Heptagon Capital LLP, acting as Distributor, is authorised and regulated in the UK by the Financial Conduct Authority.

Representative and Paying Agent in Switzerland is Société Générale, Paris, Zurich branch, Talacker 50, PO Box 1928, 8021 Zurich, Switzerland. The prospectus, the key investor information document, the Articles and the annual and semi-annual reports are available free of charge from the Swiss representative.

The results given herein are based solely upon historical fund performance as gathered and supplied by Morningstar. That past performance has not been independently verified by either Heptagon Capital Limited or Heptagon Capital LLP. It is not intended to predict or depict the future performance of any investment. Past performance is not necessarily indicative of future returns.

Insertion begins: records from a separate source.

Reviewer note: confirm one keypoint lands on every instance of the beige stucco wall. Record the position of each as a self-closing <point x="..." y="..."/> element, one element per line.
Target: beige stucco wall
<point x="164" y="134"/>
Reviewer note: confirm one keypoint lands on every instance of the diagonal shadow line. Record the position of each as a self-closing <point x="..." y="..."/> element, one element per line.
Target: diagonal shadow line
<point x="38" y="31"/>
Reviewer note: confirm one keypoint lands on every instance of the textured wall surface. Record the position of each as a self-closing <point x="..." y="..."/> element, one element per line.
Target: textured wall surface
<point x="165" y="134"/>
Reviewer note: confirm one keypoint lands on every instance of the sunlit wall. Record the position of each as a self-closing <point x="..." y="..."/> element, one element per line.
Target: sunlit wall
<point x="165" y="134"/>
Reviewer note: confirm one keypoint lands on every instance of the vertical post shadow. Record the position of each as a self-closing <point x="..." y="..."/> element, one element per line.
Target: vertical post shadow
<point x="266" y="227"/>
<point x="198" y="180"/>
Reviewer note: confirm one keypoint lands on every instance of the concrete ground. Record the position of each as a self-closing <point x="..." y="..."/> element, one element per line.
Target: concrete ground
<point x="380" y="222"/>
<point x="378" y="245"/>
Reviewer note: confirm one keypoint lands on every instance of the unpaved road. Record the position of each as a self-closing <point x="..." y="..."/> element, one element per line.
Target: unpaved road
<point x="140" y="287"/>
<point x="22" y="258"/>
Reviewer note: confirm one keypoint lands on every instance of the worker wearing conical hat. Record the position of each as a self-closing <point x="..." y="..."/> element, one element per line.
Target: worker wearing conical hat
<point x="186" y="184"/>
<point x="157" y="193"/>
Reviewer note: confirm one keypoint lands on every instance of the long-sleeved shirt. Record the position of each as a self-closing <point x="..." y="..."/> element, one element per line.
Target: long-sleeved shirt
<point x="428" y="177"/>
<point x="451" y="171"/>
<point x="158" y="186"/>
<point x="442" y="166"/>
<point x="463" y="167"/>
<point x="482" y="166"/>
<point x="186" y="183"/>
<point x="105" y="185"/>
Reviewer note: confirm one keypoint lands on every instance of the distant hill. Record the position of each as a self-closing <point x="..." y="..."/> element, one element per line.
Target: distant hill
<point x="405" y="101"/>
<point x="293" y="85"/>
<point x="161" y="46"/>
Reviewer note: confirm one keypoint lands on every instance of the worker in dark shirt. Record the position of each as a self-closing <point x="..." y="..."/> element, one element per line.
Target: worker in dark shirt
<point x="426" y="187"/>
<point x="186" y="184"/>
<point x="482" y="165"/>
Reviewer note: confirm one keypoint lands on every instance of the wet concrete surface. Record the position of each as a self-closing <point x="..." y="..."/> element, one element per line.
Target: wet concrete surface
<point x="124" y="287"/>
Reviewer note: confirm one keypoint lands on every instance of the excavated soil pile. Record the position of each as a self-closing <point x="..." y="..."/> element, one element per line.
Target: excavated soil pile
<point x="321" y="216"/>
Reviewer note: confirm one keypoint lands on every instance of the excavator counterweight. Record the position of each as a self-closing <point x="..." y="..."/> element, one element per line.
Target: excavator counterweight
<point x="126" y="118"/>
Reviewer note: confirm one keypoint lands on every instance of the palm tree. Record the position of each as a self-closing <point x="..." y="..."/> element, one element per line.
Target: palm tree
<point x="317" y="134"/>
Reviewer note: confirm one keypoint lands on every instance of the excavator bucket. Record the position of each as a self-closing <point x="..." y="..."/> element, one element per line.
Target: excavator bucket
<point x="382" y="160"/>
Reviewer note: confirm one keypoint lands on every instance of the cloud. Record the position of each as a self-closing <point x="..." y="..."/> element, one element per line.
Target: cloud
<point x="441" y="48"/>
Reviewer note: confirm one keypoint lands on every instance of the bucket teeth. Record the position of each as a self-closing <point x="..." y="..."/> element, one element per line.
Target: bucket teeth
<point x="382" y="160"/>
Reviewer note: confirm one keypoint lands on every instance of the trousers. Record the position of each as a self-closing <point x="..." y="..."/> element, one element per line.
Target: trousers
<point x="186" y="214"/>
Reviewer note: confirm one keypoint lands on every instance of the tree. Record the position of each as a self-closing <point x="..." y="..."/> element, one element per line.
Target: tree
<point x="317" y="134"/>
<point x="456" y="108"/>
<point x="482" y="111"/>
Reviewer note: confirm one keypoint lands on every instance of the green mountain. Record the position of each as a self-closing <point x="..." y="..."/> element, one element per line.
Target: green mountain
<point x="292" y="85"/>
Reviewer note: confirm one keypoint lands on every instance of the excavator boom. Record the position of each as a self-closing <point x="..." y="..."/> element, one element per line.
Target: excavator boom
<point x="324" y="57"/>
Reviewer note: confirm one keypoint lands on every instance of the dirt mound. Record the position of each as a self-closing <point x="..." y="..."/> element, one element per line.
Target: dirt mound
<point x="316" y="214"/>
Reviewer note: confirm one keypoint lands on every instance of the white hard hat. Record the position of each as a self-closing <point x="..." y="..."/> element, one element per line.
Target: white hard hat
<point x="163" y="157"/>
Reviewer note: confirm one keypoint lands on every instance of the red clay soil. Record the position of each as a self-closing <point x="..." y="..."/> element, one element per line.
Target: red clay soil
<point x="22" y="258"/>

The information contained herein is provided for informational purposes only, is not complete, and does not contain certain material information about the funds, including important disclosures and risk factors associated with an investment in the funds. Before making an investment in any fund, prospective investors are advised to thoroughly and carefully review the fund’s private placement memorandum with their financial, legal and tax advisors to determine whether an investment is suitable for them. An investment in these funds is not suitable for all investors.

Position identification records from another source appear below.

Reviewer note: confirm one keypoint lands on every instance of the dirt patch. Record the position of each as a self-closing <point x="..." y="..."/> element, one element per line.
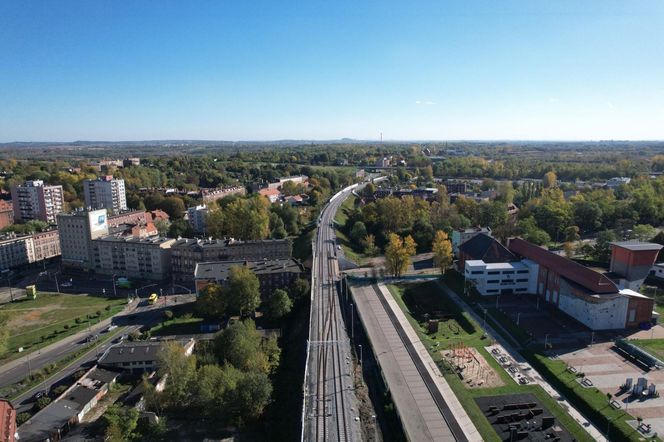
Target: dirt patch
<point x="472" y="368"/>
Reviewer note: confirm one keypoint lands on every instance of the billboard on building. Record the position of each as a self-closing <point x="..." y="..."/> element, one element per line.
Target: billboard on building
<point x="98" y="223"/>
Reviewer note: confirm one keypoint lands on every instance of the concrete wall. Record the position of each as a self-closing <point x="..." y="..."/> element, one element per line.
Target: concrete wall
<point x="606" y="315"/>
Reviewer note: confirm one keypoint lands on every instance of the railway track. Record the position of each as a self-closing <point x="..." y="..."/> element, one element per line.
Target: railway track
<point x="329" y="401"/>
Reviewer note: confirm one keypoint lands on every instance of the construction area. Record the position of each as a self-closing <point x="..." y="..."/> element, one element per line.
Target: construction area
<point x="471" y="367"/>
<point x="522" y="417"/>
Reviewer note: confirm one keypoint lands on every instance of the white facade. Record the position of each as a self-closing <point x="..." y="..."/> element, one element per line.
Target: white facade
<point x="77" y="230"/>
<point x="606" y="313"/>
<point x="105" y="193"/>
<point x="35" y="201"/>
<point x="196" y="217"/>
<point x="501" y="278"/>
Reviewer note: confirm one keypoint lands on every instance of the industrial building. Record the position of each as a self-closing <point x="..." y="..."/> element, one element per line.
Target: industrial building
<point x="186" y="253"/>
<point x="601" y="301"/>
<point x="272" y="274"/>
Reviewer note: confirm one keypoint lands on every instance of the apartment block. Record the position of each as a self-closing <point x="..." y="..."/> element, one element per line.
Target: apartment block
<point x="35" y="201"/>
<point x="105" y="193"/>
<point x="186" y="253"/>
<point x="131" y="257"/>
<point x="196" y="217"/>
<point x="77" y="230"/>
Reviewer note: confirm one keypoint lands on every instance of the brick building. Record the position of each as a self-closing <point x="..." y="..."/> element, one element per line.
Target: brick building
<point x="6" y="214"/>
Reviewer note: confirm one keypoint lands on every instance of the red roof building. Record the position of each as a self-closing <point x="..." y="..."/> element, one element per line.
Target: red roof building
<point x="590" y="297"/>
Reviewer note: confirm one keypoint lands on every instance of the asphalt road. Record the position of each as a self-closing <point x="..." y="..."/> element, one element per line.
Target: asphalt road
<point x="129" y="320"/>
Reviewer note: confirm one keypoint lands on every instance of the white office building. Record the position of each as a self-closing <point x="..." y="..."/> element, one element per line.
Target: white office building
<point x="105" y="193"/>
<point x="502" y="277"/>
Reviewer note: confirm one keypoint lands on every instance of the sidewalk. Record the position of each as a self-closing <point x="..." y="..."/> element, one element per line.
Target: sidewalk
<point x="573" y="412"/>
<point x="443" y="387"/>
<point x="55" y="346"/>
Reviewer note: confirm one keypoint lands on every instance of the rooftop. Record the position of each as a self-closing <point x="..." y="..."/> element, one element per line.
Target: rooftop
<point x="517" y="265"/>
<point x="485" y="248"/>
<point x="588" y="279"/>
<point x="131" y="352"/>
<point x="221" y="270"/>
<point x="637" y="246"/>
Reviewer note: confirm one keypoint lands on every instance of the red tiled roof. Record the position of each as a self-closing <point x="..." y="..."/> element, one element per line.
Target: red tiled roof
<point x="575" y="272"/>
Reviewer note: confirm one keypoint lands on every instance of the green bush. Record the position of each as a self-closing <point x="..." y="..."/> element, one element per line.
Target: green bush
<point x="22" y="418"/>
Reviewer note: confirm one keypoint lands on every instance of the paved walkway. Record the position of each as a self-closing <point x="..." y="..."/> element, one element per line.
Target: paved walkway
<point x="406" y="372"/>
<point x="524" y="365"/>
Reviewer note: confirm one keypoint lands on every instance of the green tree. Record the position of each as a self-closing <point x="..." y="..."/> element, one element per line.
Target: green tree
<point x="120" y="423"/>
<point x="572" y="234"/>
<point x="602" y="249"/>
<point x="370" y="247"/>
<point x="587" y="215"/>
<point x="532" y="233"/>
<point x="398" y="253"/>
<point x="357" y="235"/>
<point x="248" y="219"/>
<point x="549" y="180"/>
<point x="252" y="395"/>
<point x="240" y="345"/>
<point x="299" y="289"/>
<point x="4" y="334"/>
<point x="643" y="232"/>
<point x="243" y="290"/>
<point x="278" y="305"/>
<point x="215" y="224"/>
<point x="181" y="370"/>
<point x="174" y="206"/>
<point x="442" y="251"/>
<point x="212" y="302"/>
<point x="180" y="228"/>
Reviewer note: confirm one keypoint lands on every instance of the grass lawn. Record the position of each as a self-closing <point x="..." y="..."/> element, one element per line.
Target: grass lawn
<point x="36" y="323"/>
<point x="591" y="402"/>
<point x="340" y="219"/>
<point x="458" y="326"/>
<point x="177" y="326"/>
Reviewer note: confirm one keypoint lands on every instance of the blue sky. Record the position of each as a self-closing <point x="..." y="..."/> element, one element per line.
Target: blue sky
<point x="135" y="70"/>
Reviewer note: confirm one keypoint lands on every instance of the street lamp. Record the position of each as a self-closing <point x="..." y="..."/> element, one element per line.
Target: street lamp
<point x="11" y="293"/>
<point x="352" y="321"/>
<point x="57" y="286"/>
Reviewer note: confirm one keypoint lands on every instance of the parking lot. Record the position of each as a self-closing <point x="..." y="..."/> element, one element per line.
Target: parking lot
<point x="608" y="369"/>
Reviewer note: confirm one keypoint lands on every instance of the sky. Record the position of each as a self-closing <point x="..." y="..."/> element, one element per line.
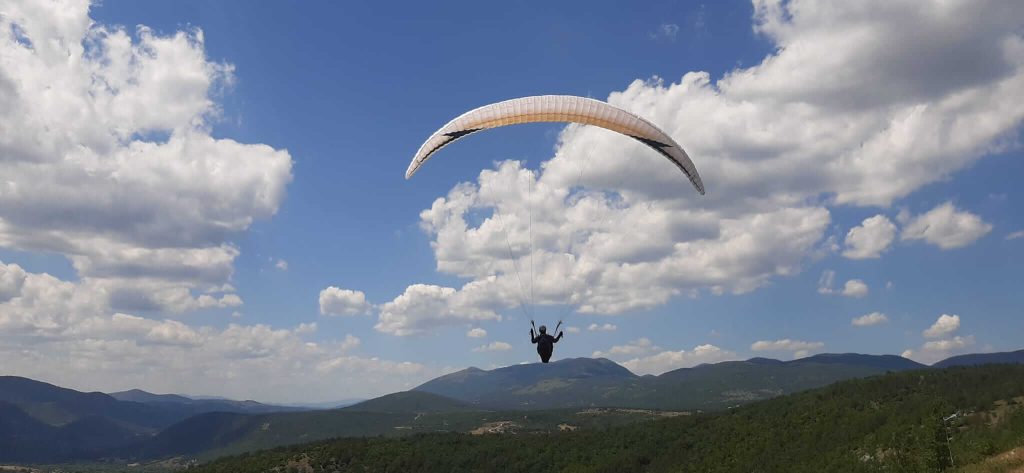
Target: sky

The Global Industry Classification Standard (“GICS”) was developed by and is the exclusive property and a service mark of MSCI Inc. (“MSCI”) and S&P Global Market Intelligence (“S&P”) and is licensed for use by Heptagon Fund ICAV. Neither MSCI, S&P, nor any other party involved in making or compiling the GICS or any GICS classifications makes any express or implied warranties or representations with respect to such standard or classification (or the results to be obtained by the use thereof), and all such parties hereby expressly disclaim all warranties of originality, accuracy, completeness, merchantability and fitness for a particular purpose with respect to any of such standard or classification. Without limiting any of the foregoing, in no event shall MSCI, S&P, any of their affiliates or any third party involved in making or compiling the GICS or any GICS classifications have any liability for any direct, indirect, special, punitive, consequential or any other damages (including lost profits) even if notified of the possibility of such damages.